Kelly: How are comics changing?

Snyder: The way that I think we’re bringing in new fans through manga and anime, my kids are here today at the con and they’re 13, well, 12 and eight. And they’re here because now, they’re all about Funimation, Crunchyroll, Shōnen Jump, and it’s leading them into comics and they’re reading things like Swamp Kid or Raina [Telgemeier]. They’re reading all forms of young literature, graphic literature. So I think right now, the thing that’s so interesting is this young, literate population finding comics from new angles and how that’s changing the way that we think about how we tell stories and different avenues.

And I think the other thing as an adult that’s exciting about it is that everyone, this might be too business-y, but it’s exciting to me that all these different platforms are after new forms of story, that right now we consume entertainment in a way where we glut on things on Netflix or on this platform, that platform, and so all these different platforms are desperate for IP, for intellectual property. And it’s leading smaller companies in comics and independent companies to be able to draw creators in to do their own independent creations because there’s a second life for them now in television, film, or at least in terms of interest.

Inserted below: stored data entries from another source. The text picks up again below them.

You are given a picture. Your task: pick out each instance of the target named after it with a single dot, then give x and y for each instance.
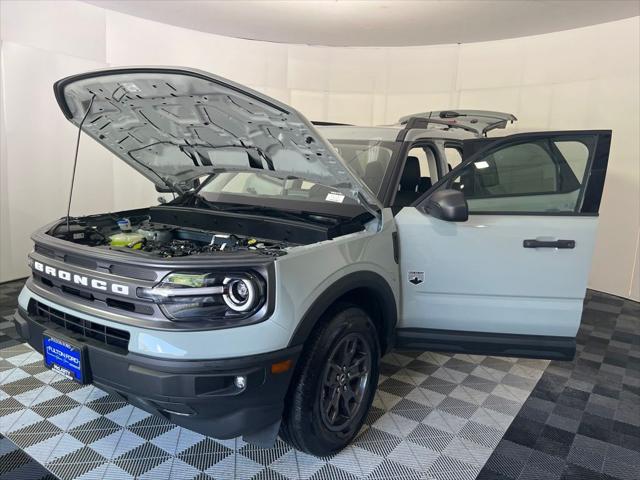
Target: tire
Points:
(313, 420)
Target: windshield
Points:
(256, 185)
(369, 159)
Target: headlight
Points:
(215, 297)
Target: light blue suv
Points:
(259, 299)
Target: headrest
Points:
(410, 174)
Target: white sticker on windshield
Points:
(334, 197)
(131, 87)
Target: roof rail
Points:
(478, 122)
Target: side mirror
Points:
(449, 205)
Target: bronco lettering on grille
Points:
(81, 279)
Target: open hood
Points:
(478, 122)
(175, 125)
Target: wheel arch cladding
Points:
(367, 290)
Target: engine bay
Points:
(139, 234)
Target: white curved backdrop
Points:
(576, 79)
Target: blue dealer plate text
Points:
(63, 357)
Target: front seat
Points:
(408, 192)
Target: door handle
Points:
(533, 243)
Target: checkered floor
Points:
(582, 421)
(434, 417)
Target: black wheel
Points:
(334, 383)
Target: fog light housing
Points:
(240, 382)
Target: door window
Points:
(420, 172)
(454, 156)
(534, 176)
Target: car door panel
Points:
(491, 280)
(512, 278)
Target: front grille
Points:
(113, 337)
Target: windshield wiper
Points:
(274, 212)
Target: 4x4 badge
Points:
(416, 277)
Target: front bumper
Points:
(200, 395)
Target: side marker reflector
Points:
(281, 367)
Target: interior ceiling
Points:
(377, 22)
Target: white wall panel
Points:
(491, 64)
(6, 266)
(422, 69)
(72, 28)
(313, 104)
(357, 70)
(307, 68)
(356, 108)
(39, 144)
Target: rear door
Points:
(511, 279)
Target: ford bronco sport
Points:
(259, 299)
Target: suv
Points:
(260, 298)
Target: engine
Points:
(137, 235)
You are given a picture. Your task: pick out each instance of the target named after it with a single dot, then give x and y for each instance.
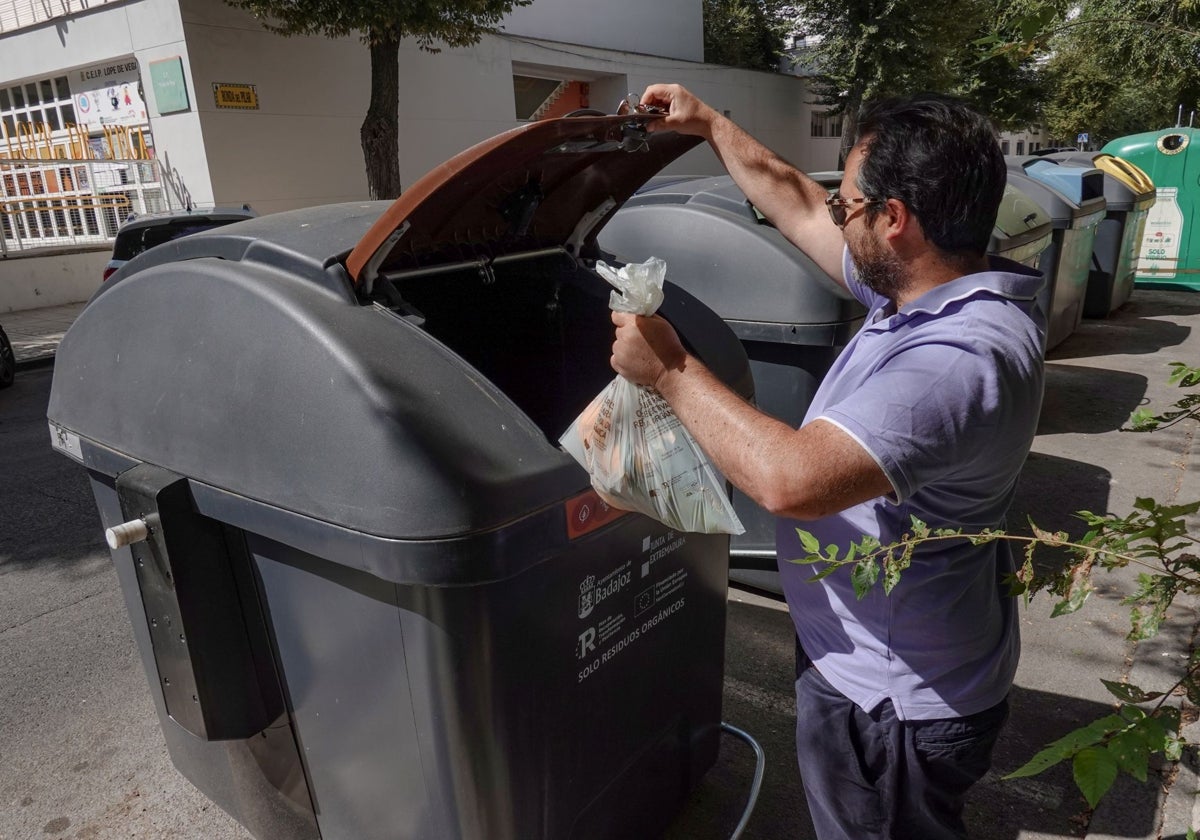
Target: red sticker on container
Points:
(587, 511)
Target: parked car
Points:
(7, 360)
(141, 233)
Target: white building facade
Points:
(231, 113)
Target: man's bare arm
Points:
(805, 474)
(792, 202)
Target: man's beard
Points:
(879, 269)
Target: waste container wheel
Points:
(7, 361)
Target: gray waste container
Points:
(1023, 231)
(1067, 262)
(375, 598)
(792, 318)
(1129, 196)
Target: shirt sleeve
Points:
(925, 412)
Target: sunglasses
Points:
(839, 207)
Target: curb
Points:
(35, 363)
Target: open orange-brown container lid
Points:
(549, 184)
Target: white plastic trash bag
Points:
(631, 443)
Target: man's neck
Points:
(928, 271)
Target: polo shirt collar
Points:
(1005, 279)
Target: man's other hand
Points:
(685, 113)
(646, 348)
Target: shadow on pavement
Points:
(1089, 400)
(759, 700)
(47, 511)
(1131, 330)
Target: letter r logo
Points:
(587, 642)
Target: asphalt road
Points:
(82, 756)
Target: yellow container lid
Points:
(1129, 174)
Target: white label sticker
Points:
(1161, 243)
(66, 442)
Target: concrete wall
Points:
(669, 28)
(34, 281)
(301, 147)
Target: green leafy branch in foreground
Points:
(1155, 538)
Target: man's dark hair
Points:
(942, 160)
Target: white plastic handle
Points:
(135, 531)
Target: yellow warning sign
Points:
(235, 95)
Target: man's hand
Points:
(646, 348)
(685, 113)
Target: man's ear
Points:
(899, 221)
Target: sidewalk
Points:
(1080, 461)
(35, 334)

So it’s this exciting moment when all of these independent creators are able to be more visible with their work because there’s this kind of larger corporate interest I think in that way. So those two aspects, there’s a young population coming in fast that’s really excited about all kinds of storytelling and there’s a new level of interest from, I think, platforms and sort of media giants that are looking for new ways of expressing story. So I think we’re right in the middle of it, we’re caught in the middle of it, and it’s a very fluid, volatile, and exciting, evolving movement.